Friday, 22 June 2012

Media Quotes of the Week: From yawning at the Leveson Inquiry to keeping your wig on

Lord Justice Leveson...not yawning

The Daily Mail's Quentin Letts at the Leveson Inquiry: "At 11 minutes past midday, Lord Justice Leveson yawned. Possibly my fault. About a minute earlier I had honked a big yawn. You know how it is. One sets off another and my neighbour, from The Times, followed with a real tonsil waggler. That was picked up by a man from The Guardian, who rubbed his sleepy eyes and rotated his neck. Beak Leveson was sitting opposite us, up on his little dais. It was only human but he at least had the decency to try to disguise it. He nibbled the air, just baring the front of his teeth. A ventriloquist’s yawn."
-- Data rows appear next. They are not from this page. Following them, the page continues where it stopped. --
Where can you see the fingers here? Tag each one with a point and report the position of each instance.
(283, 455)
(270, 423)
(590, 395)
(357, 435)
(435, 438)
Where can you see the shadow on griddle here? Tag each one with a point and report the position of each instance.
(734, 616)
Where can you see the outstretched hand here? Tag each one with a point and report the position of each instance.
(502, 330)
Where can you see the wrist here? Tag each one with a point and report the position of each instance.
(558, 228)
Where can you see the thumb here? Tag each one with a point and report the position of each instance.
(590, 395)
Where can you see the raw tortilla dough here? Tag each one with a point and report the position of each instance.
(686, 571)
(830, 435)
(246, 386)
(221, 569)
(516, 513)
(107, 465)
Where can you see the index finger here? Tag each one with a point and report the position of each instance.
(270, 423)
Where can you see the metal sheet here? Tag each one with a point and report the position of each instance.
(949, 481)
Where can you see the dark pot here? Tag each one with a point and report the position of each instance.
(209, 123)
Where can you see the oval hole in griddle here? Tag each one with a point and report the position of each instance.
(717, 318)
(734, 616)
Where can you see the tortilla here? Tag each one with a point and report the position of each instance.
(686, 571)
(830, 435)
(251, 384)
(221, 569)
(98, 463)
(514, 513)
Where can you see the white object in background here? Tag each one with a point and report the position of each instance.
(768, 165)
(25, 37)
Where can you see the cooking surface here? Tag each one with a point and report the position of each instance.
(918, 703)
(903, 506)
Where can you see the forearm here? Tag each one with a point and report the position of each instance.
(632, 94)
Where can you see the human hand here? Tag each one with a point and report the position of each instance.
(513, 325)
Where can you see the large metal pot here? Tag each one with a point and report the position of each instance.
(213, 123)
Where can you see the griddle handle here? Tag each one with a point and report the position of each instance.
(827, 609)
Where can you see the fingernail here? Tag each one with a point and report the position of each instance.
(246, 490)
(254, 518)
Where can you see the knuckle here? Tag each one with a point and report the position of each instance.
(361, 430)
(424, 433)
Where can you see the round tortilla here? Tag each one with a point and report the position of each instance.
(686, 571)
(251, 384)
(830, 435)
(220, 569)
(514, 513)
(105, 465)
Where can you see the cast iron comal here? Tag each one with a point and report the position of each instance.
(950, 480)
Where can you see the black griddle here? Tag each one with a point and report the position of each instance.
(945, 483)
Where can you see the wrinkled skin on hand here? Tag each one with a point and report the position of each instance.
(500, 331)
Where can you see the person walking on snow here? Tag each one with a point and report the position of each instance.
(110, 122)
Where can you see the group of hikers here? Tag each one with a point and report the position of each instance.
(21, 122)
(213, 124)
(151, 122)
Nick Wood on Rebekah Brooks on MailOnline: "Most of us stick boringly to one party from one decade to the next. Mrs Brooks, central casting’s idea of the eternal courtesan, who would have been in her element in the 18th Century French Court, found it easy to transfer her affections from one Prime Minister to the next."

NUJ FoC Pete Lazenby on more job cuts by Johnston Press in Yorkshire: "Huge amounts of Johnston Press money are going straight into the pockets of the bankers at exorbitant rates of interest.
As usual Johnston Press turns to its workforce to pay the price for this debacle. We are paying with our jobs. Over a period of years the editorial workforce at the Yorkshire Post and Yorkshire Evening Post has fallen by half. Circulations are in steady decline. The sacking of staff will simply reduce the quality of our papers and hasten their decline."

Martin Ivens in the Sunday Times on Leveson: "An inquiry into how crime victims had their phones hacked by tabloid newspapers intending to profit from their private grief (and why the police failed to pursue the perpetrators with sufficient vigour) has morphed into chattering-class navel-gazing. Meanwhile, outside the courtroom, the European crisis threatens to overwhelm us."

Simon Kelner in the Guardian: "Rarely in the field of public inquisition has there been such a knowledge gap between the investigators and the investigated. The Leveson inquiry has devoted huge amounts of time – and public money – to establish facts that were obvious to anyone with a rudimentary understanding of the way newspapers work."

Peter Preston in the Observer: "You can go mad trying to define what Robert Jay QC calls "undue proximity" between politicians and journalists – or trying to regulate who sips cocktails with whom. But unless you're going to require journalists and bloggers to embrace such a pettifogging regime too, you're pottering down the blindest of alleys, regulating human nature until your wig falls off."